Most of us carry a fair amount of unresolved trauma in
regards to love relationships.
The way we have loved in the past has left us heartbroken
when the person of our affection died or abandoned us.
Why?
Because we tend to give parts of our heart away and we
attach our future expectations, our happiness, our fulfillment and our
completeness to the loved one. We give up our vertical alignment that keeps us
firmly rooted in Divine source and replace it with a horizontal alignment
firmly rooted in our love relationship. When the space between you and the
other person gets altered, it is natural that we not only lose our balance, but
also part of ourselves. These kinds of break-ups are so painful that it leaves
the system in a state of shock and trauma. If the wound isn’t properly treated,
it doesn’t fully heal. Imagine a broken bone that wasn’t properly set into
place when it grew back together, it can deprive you of regaining the full
range of motion of your arm or leg. Now add a few centuries of losses and
break-ups to the mix; the heart becomes more and more distorted, closed down
and our natural response is a fear of love and closeness.
We develop all kinds of coping mechanisms that make us leave
people before they have a chance to leave us. We avoid souls that we fear could
play a major part in our lives. We sabotage relationships, push people away and
create drama, especially in the early stages of a new relationship, just to
avoid another train wreck.
This kind of behavior is understandable, of course, but may
I point out, you are choosing fear over love. It’s a free-will Universe, so you
can continue to choose from that place of fear and trauma as long as you like.
Or, you can choose to start the healing process for your heart and find the
courage to choose love again.
Here are a few pointers:
1. Instead of giving parts of yourself away when you love,
imagine your heart as a vessel that love flows through. As it flows through
you, you get replenished. The divine realms freely give love to you and it’s
your job to learn how to freely love others. (Also read post “How do you
Love?”)
2. Heal your past trauma! How? There are many different
avenues. Remind yourself that every relationship experience is a classroom
designed to bring you a step closer towards enlightenment and an ability to
stand on your own with proper vertical alignment. Figure out your soul’s
lessons within traumatic experiences.
It’s harder to heal when we hold onto the notion that love
isn’t safe.
3. All the souls you have ever loved and those who have loved
you are never truly lost to you. Allow yourself to connect to them via
meditation. Use your heart chakra
as a starting place. Sit quietly and ask your spiritual guides and Divine
Source to allow you to feel/be shown all the soul connections that are still
alive.
4. Get your soul pieces back! The heart as vessel needs to
be complete in order to function properly. If too many pieces are missing, we
tend to be more needy and flowing energy and love through our heart will have a
spaghetti strainer effect. Sometimes we miss the parts of ourselves lost more
than we actually miss the person or the relationship. Check out the post
“Clearing Manual” to learn how to ask for soul pieces back.
5. Learn to distinguish between true love and obsessive emotions.
A lot of times, I find that people call all kinds of strong emotions love.
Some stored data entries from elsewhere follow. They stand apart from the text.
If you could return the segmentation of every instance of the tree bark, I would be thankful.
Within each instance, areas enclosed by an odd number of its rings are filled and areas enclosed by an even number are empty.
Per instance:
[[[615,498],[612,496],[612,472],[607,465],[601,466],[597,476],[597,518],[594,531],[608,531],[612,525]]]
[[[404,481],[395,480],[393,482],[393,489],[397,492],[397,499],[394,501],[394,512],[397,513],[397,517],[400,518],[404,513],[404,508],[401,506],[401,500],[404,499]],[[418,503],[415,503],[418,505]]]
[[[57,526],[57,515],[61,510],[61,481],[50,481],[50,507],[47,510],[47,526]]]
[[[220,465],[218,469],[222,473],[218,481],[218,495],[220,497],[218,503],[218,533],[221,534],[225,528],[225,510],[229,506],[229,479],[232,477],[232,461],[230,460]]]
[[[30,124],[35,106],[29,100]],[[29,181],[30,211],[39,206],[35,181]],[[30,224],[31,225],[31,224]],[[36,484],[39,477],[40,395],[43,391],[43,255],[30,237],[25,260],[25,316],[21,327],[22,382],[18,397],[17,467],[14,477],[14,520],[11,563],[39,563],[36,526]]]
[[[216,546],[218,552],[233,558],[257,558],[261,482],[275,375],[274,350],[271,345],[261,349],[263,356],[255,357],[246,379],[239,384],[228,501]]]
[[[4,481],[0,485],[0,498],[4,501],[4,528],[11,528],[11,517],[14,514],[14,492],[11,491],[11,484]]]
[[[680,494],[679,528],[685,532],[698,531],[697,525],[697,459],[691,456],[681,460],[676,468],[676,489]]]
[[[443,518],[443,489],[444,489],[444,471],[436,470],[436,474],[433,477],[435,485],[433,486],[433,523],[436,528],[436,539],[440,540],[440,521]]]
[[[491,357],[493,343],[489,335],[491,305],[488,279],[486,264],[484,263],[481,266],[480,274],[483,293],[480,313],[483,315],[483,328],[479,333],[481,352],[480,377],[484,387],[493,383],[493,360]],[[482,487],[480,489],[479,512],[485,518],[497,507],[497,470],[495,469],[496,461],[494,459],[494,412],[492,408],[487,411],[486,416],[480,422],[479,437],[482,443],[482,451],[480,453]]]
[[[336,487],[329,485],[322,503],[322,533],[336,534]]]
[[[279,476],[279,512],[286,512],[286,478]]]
Really check if you love the person or
if you are looking to control and own them. If you truly love, you will have
their best interest at heart, which means you will be able to love them with an
open palm policy. Allow people around you to be free. If you are meant to be
and stay in a relationship with them, it will happen.
6. Remember: Every production on planet earth will ultimately
be a wrap! Even if you meet the right person and share 50 great years together,
one of you will most likely die first. Making peace with loss, which is a part
of life, allows us to choose love over fear! You don’t want to shut out one of
your favorite souls just because they died on you in a past life, do you?
7. A new love will defrost parts of the heart that haven’t
been healed or lived in for a while. That’s what makes powerful, new relationships
scary and often prompts us to withdraw. Sooner or later these parts will have
to be healed. Don’t blame the soul you love because they play the part of the catalyst for the defrost you are
going through and the discomfort that you’re feeling. Instead put things in
perspective, look at this situation as an opportunity and remind yourself that
they’re just old wounds ready to be healed that spike your fear and discomfort.
In case of doubt, get yourself professional help before you sabotage another
relationship!
One thing I know is that ultimately we all live to love and
be loved. The sooner you find the courage to heal and to choose love over fear,
the more fulfilling the journey will be!